When he held out his hand and said, “I’ll need the coat for a few minutes,” she didn’t protest or question him. She slid out of the coat, but she dodged his hand, letting the coat fall in a puddle to the floor of the observation deck. The pockets, heavy with his special treasures, clanked on the hard floor. Allison, stepping out of the folds, looked like a chick emerging from its broken eggshell. She hobbled on her uneven shoes to one of the arched windows, where she stood hugging herself against the chill.
“I’ll give it back soon,” he found himself saying, which was ridiculous. What the hell did he care if she froze to death? Surely he had learned by now that being softhearted was a waste of his time.

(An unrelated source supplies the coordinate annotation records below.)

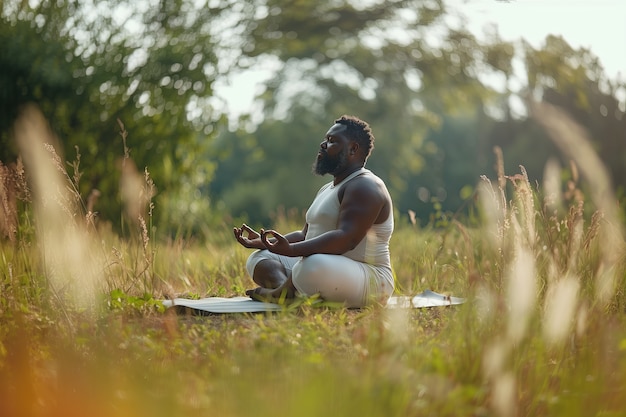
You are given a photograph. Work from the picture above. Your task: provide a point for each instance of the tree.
(88, 65)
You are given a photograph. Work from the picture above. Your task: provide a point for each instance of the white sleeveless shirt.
(323, 215)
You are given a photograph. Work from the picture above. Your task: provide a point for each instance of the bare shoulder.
(365, 187)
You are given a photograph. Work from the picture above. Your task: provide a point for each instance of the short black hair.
(359, 131)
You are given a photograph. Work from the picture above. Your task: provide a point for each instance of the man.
(342, 252)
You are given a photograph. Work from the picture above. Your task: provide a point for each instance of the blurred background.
(224, 103)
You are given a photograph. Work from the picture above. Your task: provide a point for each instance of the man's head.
(359, 131)
(349, 142)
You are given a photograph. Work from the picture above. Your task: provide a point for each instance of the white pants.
(335, 278)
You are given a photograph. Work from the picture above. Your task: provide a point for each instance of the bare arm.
(362, 203)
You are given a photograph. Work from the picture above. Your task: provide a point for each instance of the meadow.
(83, 332)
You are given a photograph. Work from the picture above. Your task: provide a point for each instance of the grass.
(85, 335)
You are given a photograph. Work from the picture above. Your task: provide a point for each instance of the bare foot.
(269, 295)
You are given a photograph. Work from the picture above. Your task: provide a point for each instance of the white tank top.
(323, 215)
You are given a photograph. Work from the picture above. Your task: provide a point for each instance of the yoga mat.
(220, 305)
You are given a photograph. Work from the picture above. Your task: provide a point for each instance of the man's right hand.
(248, 237)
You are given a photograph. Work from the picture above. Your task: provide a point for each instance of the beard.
(325, 164)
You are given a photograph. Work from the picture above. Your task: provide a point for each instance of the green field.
(82, 331)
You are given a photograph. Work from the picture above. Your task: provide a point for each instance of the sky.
(599, 25)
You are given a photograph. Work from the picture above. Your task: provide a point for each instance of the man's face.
(333, 153)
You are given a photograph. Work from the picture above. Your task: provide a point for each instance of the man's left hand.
(280, 245)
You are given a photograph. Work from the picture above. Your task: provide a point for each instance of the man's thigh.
(334, 277)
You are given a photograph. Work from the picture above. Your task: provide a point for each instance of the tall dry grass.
(542, 334)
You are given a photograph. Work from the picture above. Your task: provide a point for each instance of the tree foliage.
(90, 65)
(425, 85)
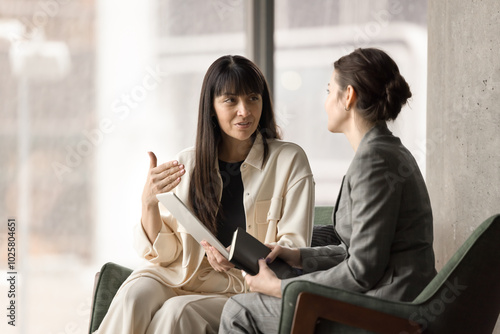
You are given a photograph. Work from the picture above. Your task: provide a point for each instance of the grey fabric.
(384, 219)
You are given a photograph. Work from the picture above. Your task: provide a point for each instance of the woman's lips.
(243, 125)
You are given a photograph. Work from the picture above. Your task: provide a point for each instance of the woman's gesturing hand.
(161, 179)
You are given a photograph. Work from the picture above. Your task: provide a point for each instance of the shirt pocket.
(267, 216)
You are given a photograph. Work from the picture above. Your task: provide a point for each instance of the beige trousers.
(147, 306)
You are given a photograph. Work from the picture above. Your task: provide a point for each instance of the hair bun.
(381, 90)
(396, 94)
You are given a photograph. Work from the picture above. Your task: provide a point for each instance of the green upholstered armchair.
(463, 298)
(111, 275)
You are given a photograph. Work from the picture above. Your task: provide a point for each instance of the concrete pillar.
(463, 119)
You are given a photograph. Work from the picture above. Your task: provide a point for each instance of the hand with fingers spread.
(216, 259)
(161, 179)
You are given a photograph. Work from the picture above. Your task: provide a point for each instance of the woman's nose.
(243, 109)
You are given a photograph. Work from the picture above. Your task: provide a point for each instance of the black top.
(231, 212)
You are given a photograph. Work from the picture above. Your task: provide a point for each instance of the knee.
(140, 295)
(231, 308)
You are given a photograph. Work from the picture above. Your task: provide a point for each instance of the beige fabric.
(279, 207)
(157, 308)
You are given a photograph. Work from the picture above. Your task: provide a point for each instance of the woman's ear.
(351, 97)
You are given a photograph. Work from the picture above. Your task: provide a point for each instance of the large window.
(89, 87)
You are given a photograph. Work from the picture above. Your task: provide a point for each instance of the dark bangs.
(238, 80)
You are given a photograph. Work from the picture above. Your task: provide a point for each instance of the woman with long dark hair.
(239, 174)
(383, 215)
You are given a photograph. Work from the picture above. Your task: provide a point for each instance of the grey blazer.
(383, 217)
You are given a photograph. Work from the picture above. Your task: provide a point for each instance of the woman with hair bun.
(383, 213)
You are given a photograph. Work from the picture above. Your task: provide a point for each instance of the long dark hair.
(380, 88)
(240, 76)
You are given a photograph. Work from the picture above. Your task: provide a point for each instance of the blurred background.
(88, 87)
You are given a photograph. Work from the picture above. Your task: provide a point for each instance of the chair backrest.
(465, 295)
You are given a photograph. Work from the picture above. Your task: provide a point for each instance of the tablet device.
(190, 222)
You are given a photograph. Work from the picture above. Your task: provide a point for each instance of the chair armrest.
(107, 282)
(305, 302)
(310, 307)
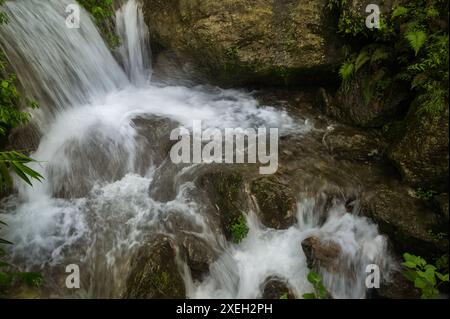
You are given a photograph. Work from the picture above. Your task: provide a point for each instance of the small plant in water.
(424, 276)
(320, 292)
(239, 229)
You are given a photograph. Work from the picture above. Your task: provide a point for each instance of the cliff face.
(249, 41)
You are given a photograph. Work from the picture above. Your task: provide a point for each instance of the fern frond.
(416, 39)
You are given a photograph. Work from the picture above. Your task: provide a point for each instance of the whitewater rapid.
(94, 207)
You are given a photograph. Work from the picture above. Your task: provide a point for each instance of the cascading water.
(100, 157)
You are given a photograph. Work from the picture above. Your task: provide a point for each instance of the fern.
(346, 71)
(15, 161)
(416, 39)
(362, 59)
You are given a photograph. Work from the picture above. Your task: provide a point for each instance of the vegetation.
(320, 292)
(103, 13)
(239, 229)
(411, 46)
(11, 115)
(424, 276)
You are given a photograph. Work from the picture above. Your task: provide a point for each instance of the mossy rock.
(236, 42)
(276, 203)
(421, 151)
(408, 222)
(226, 191)
(154, 272)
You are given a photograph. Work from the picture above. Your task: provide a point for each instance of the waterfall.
(135, 47)
(100, 154)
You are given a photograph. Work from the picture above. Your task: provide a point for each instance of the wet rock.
(407, 221)
(276, 203)
(441, 201)
(322, 254)
(199, 256)
(241, 42)
(349, 144)
(397, 288)
(351, 107)
(276, 288)
(226, 191)
(154, 272)
(421, 152)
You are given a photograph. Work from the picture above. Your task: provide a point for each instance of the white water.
(94, 206)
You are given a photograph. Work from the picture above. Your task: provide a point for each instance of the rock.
(236, 42)
(421, 151)
(407, 221)
(322, 254)
(350, 107)
(154, 272)
(441, 201)
(226, 191)
(346, 143)
(275, 288)
(276, 203)
(397, 288)
(199, 256)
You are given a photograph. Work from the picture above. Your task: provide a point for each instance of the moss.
(239, 229)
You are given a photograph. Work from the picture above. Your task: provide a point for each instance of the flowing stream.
(101, 158)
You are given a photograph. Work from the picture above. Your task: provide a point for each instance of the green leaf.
(416, 40)
(362, 59)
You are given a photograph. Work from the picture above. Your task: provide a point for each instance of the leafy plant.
(320, 292)
(416, 39)
(239, 229)
(424, 276)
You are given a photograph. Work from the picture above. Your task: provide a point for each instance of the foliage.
(103, 13)
(411, 46)
(11, 115)
(424, 276)
(320, 291)
(239, 229)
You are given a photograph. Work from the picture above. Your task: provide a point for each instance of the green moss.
(239, 229)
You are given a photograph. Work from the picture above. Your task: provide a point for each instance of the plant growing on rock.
(239, 229)
(424, 276)
(320, 292)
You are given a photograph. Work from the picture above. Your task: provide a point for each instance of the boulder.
(322, 254)
(276, 288)
(154, 272)
(199, 255)
(407, 221)
(226, 191)
(276, 202)
(421, 151)
(236, 42)
(348, 144)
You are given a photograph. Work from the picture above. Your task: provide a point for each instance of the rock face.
(421, 152)
(276, 203)
(321, 254)
(351, 145)
(407, 221)
(239, 42)
(350, 107)
(154, 273)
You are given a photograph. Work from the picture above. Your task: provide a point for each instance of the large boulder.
(238, 42)
(276, 202)
(421, 151)
(276, 288)
(154, 272)
(409, 222)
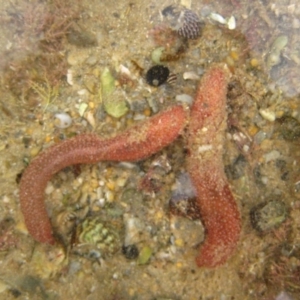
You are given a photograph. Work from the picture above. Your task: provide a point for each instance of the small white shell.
(231, 23)
(218, 18)
(63, 120)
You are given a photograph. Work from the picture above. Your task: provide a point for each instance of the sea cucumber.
(137, 143)
(217, 205)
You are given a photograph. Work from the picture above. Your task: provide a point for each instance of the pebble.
(62, 120)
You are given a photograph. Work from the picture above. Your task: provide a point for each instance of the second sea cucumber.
(217, 205)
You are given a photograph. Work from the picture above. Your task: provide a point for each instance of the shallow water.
(52, 58)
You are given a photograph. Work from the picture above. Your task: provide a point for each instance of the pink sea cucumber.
(218, 208)
(137, 143)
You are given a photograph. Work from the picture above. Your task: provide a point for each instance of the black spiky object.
(191, 26)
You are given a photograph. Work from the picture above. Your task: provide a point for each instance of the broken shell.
(231, 23)
(218, 18)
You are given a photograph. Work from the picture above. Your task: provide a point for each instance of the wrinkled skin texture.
(137, 143)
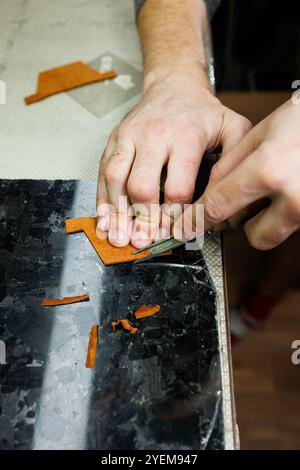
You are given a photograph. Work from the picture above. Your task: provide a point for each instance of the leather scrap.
(64, 301)
(92, 347)
(66, 78)
(108, 253)
(125, 324)
(146, 311)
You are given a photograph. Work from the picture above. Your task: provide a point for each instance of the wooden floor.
(267, 384)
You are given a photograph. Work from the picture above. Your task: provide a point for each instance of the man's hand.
(265, 164)
(177, 120)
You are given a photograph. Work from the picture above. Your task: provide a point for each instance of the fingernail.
(118, 237)
(140, 239)
(103, 224)
(162, 233)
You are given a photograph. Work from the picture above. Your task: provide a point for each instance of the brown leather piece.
(66, 78)
(92, 347)
(125, 324)
(64, 301)
(146, 311)
(109, 254)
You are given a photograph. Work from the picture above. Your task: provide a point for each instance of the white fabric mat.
(59, 138)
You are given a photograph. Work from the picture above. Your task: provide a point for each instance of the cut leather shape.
(64, 301)
(66, 78)
(109, 254)
(146, 311)
(92, 347)
(125, 324)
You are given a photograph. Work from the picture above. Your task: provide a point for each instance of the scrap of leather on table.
(125, 324)
(64, 301)
(92, 347)
(146, 311)
(109, 254)
(66, 78)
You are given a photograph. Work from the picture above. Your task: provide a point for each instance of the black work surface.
(157, 389)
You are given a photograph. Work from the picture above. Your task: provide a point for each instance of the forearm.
(172, 36)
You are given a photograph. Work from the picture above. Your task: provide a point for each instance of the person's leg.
(281, 272)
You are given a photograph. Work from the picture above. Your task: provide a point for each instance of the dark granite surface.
(158, 389)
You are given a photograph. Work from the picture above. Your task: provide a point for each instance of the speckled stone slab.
(158, 389)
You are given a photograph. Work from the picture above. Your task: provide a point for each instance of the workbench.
(169, 387)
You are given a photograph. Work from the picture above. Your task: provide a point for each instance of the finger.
(233, 193)
(102, 203)
(143, 189)
(271, 226)
(183, 167)
(233, 155)
(116, 174)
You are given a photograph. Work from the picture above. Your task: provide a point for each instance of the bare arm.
(177, 120)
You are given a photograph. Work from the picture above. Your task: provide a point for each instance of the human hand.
(264, 164)
(177, 120)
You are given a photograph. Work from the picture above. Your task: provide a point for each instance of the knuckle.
(154, 128)
(216, 172)
(244, 124)
(269, 172)
(293, 208)
(212, 210)
(112, 174)
(142, 189)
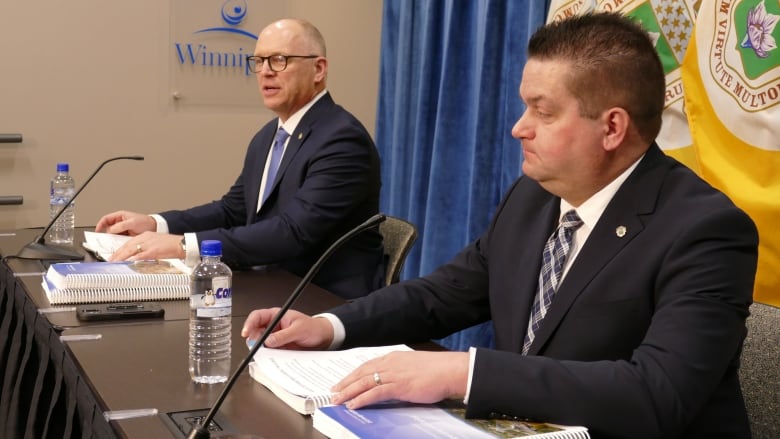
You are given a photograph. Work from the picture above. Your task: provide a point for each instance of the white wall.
(88, 80)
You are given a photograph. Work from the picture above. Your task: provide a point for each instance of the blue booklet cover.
(412, 421)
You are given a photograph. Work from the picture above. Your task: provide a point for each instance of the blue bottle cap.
(211, 247)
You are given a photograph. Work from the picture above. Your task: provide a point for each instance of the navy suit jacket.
(644, 335)
(328, 182)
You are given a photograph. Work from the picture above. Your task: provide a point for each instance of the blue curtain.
(448, 97)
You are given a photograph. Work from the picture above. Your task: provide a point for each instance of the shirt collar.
(292, 123)
(590, 211)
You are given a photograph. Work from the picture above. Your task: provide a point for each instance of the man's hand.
(295, 331)
(150, 245)
(123, 222)
(419, 376)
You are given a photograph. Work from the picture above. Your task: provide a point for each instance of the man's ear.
(616, 125)
(321, 69)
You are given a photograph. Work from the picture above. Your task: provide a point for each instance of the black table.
(52, 388)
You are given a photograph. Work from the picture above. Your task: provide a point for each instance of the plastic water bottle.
(210, 316)
(61, 191)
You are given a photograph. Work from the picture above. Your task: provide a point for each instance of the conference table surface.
(142, 364)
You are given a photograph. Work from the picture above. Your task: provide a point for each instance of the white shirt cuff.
(162, 225)
(191, 249)
(472, 355)
(339, 333)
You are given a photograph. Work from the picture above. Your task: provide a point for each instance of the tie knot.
(281, 135)
(571, 220)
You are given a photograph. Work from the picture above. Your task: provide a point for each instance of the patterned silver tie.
(553, 259)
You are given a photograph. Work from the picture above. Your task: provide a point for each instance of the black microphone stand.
(39, 249)
(201, 431)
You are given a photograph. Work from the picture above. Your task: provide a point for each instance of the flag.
(722, 112)
(731, 77)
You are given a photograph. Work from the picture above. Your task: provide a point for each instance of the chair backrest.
(759, 370)
(399, 236)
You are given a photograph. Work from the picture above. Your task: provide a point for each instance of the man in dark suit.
(326, 181)
(641, 334)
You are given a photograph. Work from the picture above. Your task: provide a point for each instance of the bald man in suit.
(617, 280)
(327, 181)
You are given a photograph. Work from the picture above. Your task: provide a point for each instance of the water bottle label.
(214, 302)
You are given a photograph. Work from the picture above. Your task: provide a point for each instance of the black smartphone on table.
(119, 311)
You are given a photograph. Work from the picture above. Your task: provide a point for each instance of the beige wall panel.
(88, 80)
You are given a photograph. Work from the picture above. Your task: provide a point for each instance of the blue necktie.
(277, 150)
(553, 259)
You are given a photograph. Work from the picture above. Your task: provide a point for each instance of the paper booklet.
(115, 294)
(125, 274)
(410, 421)
(103, 245)
(303, 379)
(91, 282)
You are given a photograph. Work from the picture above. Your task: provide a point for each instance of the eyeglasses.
(276, 63)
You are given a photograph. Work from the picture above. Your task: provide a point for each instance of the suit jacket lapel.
(618, 225)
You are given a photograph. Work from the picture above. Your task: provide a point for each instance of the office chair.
(398, 235)
(759, 370)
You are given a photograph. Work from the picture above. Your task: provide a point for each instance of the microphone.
(38, 249)
(201, 431)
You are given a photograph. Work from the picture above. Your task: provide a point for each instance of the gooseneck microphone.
(201, 431)
(38, 249)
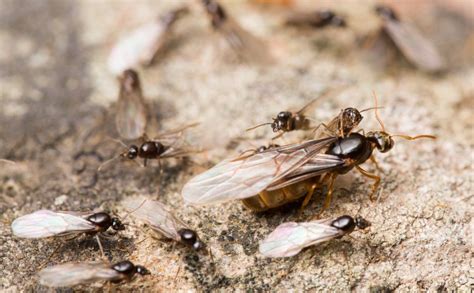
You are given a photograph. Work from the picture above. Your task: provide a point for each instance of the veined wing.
(131, 117)
(46, 223)
(246, 45)
(318, 165)
(137, 48)
(157, 215)
(288, 239)
(415, 47)
(245, 177)
(71, 274)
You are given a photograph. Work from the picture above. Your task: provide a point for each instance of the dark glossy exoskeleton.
(104, 221)
(167, 145)
(341, 125)
(46, 223)
(284, 174)
(128, 269)
(147, 150)
(161, 219)
(317, 19)
(348, 224)
(287, 121)
(290, 238)
(72, 274)
(190, 238)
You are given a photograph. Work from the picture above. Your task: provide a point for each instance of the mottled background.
(56, 115)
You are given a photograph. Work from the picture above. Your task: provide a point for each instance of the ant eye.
(132, 152)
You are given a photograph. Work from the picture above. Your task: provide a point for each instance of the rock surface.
(57, 113)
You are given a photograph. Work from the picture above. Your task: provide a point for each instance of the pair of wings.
(142, 46)
(46, 223)
(72, 274)
(272, 169)
(243, 43)
(414, 46)
(288, 239)
(157, 216)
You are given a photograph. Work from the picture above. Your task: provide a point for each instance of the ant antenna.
(135, 209)
(8, 161)
(377, 113)
(108, 162)
(407, 137)
(117, 141)
(252, 128)
(371, 108)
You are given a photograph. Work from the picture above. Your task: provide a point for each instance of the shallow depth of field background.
(55, 88)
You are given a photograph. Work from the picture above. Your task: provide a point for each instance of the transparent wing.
(157, 215)
(415, 47)
(290, 238)
(71, 274)
(137, 48)
(246, 45)
(45, 223)
(318, 165)
(131, 117)
(245, 177)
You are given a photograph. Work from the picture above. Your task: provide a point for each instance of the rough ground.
(55, 88)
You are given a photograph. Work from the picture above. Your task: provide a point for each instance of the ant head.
(351, 117)
(130, 80)
(215, 11)
(281, 121)
(362, 223)
(189, 237)
(386, 12)
(326, 15)
(344, 223)
(338, 21)
(131, 153)
(117, 225)
(141, 270)
(382, 140)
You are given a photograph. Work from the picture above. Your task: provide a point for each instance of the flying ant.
(287, 121)
(165, 145)
(316, 19)
(245, 45)
(288, 239)
(163, 221)
(46, 223)
(284, 174)
(417, 49)
(72, 274)
(144, 45)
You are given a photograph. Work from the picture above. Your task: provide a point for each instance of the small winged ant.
(162, 220)
(244, 44)
(316, 19)
(417, 49)
(144, 45)
(47, 223)
(288, 239)
(72, 274)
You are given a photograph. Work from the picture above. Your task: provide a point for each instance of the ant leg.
(278, 135)
(100, 247)
(327, 202)
(309, 195)
(376, 184)
(374, 161)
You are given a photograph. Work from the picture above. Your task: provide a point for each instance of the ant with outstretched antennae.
(166, 145)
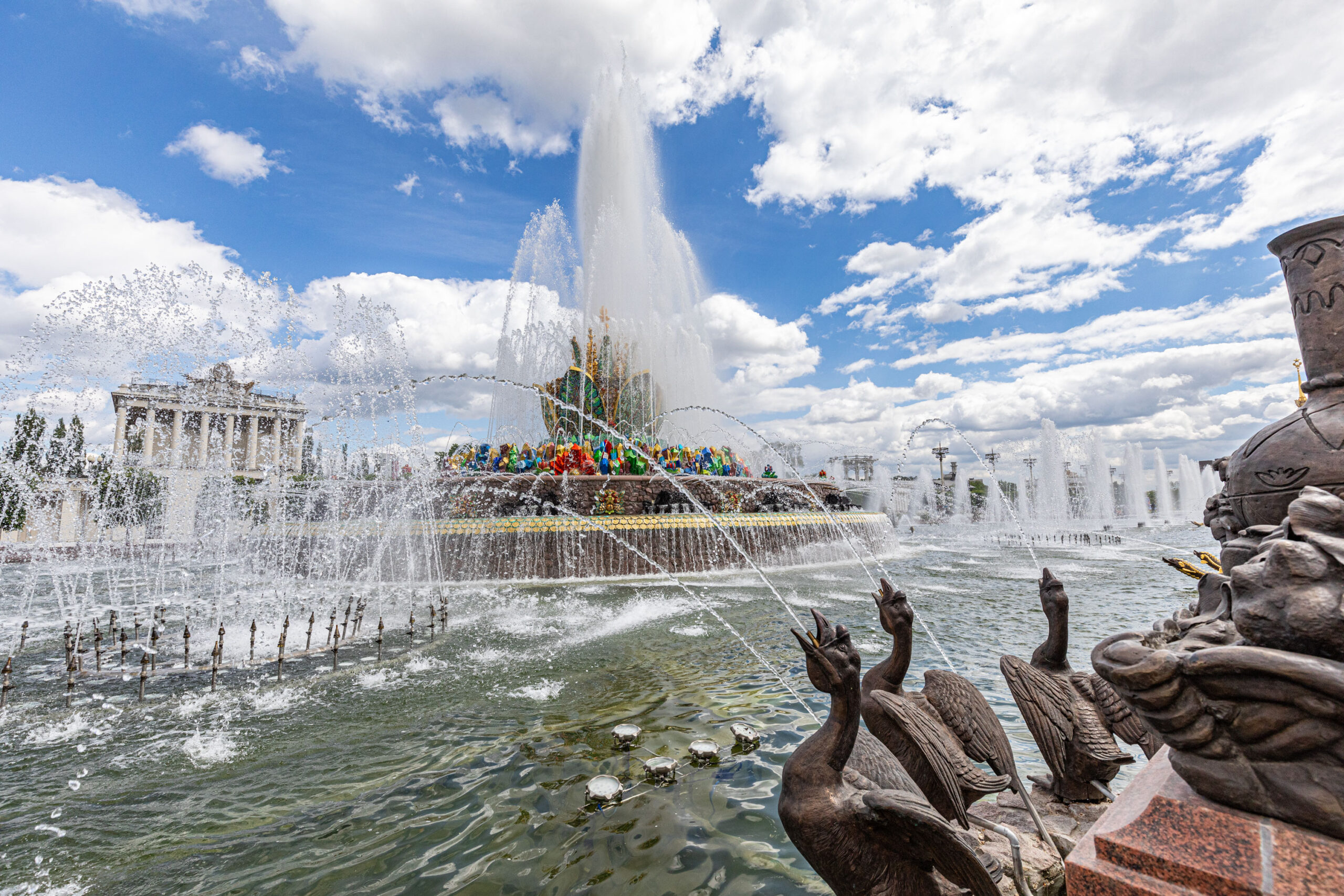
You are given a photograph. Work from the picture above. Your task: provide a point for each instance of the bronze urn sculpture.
(1306, 448)
(1246, 687)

He shrugged into the coat, avoiding her eyes as he felt in his pockets. Just touching the stone, even disguised as it was, encouraged him. From his other pocket he drew the straight razor. Turning so she could see him, he opened it. Even in the dimness, its polished blade glimmered. Her eyes grew even wider, the whites gleaming in the darkness. He supposed her face went pale, though the light was too poor to show it. She fell back a step, her bravado gone. It was utterly gratifying, and his loins stirred in answer to her fear.